The story is set in an undetermined time in the future when a world-wide apocalypse has wiped out most of the human population. The relatively few who remain are either the "good guys" or the "bad guys". The reader never really finds out who the good guys are, or who the bad guys are. Nor do we find out what the nature of the apocalypse was that brought the world to this point. Furthermore, the two protagonists - a father and his son - are merely referred to as the "man" and the "boy". To describe the story as spare is indeed an understatement. And yet, despite all this, the reader is slowly drawn into a world where these two people are trying simply to survive. They will survive by making their journey along a road, to the coast. Why to the coast? We never really find out. The story is more about asking questions, rather than providing answers. What does it mean to have life? What is the purpose of living? Should it be life at any cost? As the man and the boy proceed with their journey, these are the questions we/they ask. The answers are very individualistic. This is a real work of literature, which stayed with me long after the book was completed. The narrator was terrific, taking very short, very sparse dialogue and infusing it with just the right amount of emotion, for each of the characters who spoke. I highly recommend this book. I gave it 4 stars, rather than 5 because, the latter would be for perfection only, and this book, while close - I would give it 4.5 stars if I could - falls just a smidgen short.

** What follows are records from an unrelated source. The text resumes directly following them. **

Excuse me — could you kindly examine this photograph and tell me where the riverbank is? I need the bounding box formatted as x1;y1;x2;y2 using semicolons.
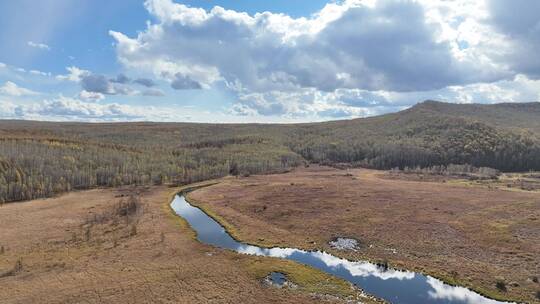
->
0;184;378;303
176;193;510;303
187;166;540;303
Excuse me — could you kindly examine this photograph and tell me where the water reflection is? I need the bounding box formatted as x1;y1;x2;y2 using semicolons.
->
426;277;504;304
171;194;513;304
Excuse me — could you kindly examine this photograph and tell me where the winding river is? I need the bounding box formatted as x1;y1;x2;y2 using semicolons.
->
171;193;513;304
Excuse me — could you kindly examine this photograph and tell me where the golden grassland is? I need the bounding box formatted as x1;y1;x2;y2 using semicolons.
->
0;183;380;304
188;166;540;303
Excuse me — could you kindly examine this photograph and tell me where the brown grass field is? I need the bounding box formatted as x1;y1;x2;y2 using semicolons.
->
0;183;380;304
188;166;540;303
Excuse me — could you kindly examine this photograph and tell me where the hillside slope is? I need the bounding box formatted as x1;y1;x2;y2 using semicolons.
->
287;101;540;170
1;101;540;203
411;100;540;134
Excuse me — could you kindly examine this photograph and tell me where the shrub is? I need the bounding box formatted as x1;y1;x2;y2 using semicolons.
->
13;258;22;273
376;260;389;271
229;162;239;176
495;280;507;292
84;226;91;242
116;195;140;218
130;224;137;236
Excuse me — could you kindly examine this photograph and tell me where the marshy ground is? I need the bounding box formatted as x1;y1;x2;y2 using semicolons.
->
2;165;539;303
0;183;379;304
188;166;540;303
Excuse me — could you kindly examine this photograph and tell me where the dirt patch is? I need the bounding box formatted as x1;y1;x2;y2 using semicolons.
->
0;184;378;304
189;165;540;303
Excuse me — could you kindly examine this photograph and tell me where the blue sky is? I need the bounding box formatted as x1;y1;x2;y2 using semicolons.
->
0;1;330;74
0;0;539;122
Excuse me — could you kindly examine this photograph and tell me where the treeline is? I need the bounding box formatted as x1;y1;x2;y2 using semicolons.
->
286;113;540;172
390;164;500;179
0;137;303;204
2;101;540;204
288;134;540;172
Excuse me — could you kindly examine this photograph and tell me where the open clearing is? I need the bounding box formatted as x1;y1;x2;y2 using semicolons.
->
188;166;540;303
0;185;379;304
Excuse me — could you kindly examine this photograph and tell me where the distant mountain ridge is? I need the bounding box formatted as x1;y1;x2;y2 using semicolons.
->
286;100;540;170
407;100;540;134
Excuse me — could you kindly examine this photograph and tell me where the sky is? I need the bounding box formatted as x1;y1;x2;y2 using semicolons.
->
0;0;539;123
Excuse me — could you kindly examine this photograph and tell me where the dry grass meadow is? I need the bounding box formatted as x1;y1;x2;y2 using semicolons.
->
0;183;379;304
188;166;540;303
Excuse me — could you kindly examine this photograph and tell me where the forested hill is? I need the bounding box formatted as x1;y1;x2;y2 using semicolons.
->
1;100;540;203
408;100;540;134
287;100;540;170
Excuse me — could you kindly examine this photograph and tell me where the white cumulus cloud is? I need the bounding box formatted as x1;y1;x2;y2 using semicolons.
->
79;90;105;101
106;0;540;118
2;95;175;122
113;0;501;94
0;81;38;97
56;66;91;82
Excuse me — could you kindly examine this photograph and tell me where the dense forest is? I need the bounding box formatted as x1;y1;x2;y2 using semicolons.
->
288;101;540;171
1;100;540;203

I felt a bit stressful and sad while listening to this book which is a credit to Cormac McCarthy's spare, intense, powerful writing. The more I thought about and talked this book afterward, the more I admired the author and liked The Road. Absolutely the best last paragraph of any book I've ever read. If it doesn't make you realize the beauty and value of this planet and the good people who live here, I don't know what would.
This is one of the most moving memorable works of fiction that I have ever read/listened to. The luxury of listening to the narrator read this prose to me as I drove my car made me happy to be a commuter. Some of the most compelling moments are the man's memories of the earth before the destruction -- the streams, the trout, the colors. But the most amazing part of the book is the boy and the man's love for his son and what a parent will do for a child & sees in a child. An absolutely beautiful book.
The first audiobook that moved me enough to leave a review. I listened to this on a road trip through the Nevada desert, which may have enhanced the experience.
McCarthy's writing is profound, and the narrator did an incredible job on the interpretation of characters and dialogue. There is so much strength and commitment throughout the story that - oddly enough - I found it uplifting.